Kishiyama: Chapter 1 of director Yutaka Izubuchi’s Yamato 2199 finally came to theaters in April 2012. Video sales started at the same time, and the broadcast was decided for 2013. 2199 is a rare work that was released to the public in theaters before the broadcast was decided. Usually an anime work only advances after it is decided “where, when, and how” it will be released, but 2199 took a considerable amount of time to see the light of day, even if you disregard the storyboarding. Thanks to that, it was revised many times and the quality was greatly improved. I think those who have seen the films know that its quality is very high for an anime work.

Interviewer: When I saw 2199, I was surprised by the visuals, which combine beauty and force with the atmosphere of the original. Even if it is digital, it takes considerable time and effort.

Kishiyama: When it was only released in theaters, you could say the signal fire of Yamato‘s revival was received only by those with the most sensitive antennae with respect to the information transmitted from the production side.

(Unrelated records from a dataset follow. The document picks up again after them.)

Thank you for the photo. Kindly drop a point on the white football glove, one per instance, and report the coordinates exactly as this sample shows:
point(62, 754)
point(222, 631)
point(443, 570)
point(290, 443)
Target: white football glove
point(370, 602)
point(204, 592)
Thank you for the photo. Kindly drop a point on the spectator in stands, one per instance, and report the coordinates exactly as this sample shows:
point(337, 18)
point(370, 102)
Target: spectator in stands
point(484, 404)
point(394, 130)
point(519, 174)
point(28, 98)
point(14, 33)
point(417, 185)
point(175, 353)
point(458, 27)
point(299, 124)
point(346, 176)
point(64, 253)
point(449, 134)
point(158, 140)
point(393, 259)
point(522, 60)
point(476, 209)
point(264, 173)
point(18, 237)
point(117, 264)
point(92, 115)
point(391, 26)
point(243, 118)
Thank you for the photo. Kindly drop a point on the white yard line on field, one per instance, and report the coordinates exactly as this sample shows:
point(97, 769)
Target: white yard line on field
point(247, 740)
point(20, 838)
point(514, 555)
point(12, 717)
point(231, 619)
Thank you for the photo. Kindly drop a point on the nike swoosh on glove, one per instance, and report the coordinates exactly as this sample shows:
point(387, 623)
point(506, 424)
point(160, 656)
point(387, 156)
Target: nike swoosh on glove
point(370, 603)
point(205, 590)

Kishiyama: In the case of Chapter 1’s release in 2012, there was a buzz among Yamato fans that “a new remake will be shown,” and the same buzz happened when the broadcast was announced in 2013. At the time of the theatrical release in 2012, the signal fire of revival hadn’t completely reached all the fans yet.

Interviewer: Even if it reaches people who habitually read hobby magazines and build plamo, the Yamato generation target also seems to have many people who don’t actively pursue it on account of work until it’s convenient for them at home‚Ķ

Kishiyama: In the usual merchandising development of anime, you have to wait a while after the broadcast for video release, but if I think I want the video right away after seeing 2199 in a theater, I’m able to buy it. Even if I miss it, I can rent it if I wait a bit. In terms of video, a very fortunate situation has been provided for the fan.

Interviewer: Distribution has been enhanced through the official channels, but also on the web side. So far, I don’t think there’s been any project that planned for a “see it right away if you want to” environment.

Kishiyama: For 2199, we’re now starting a period of Space Battleship Yamato revival in an unprecedented situation where a number of opportunities to get to know this show have been prepared so that you can get to know it as you please. As for the revival of traditional content, it is favorably compared to Mobile Suit Gundam Unicorn, which is rated very highly by anime fans. Both are fantastically well-made works, and I think 2199 has the ability to revive Space Battleship Yamato with its high-quality content.

Interviewer: Therefore, I’d like as many people as possible to know the signal of revival through this interview and the plamodel.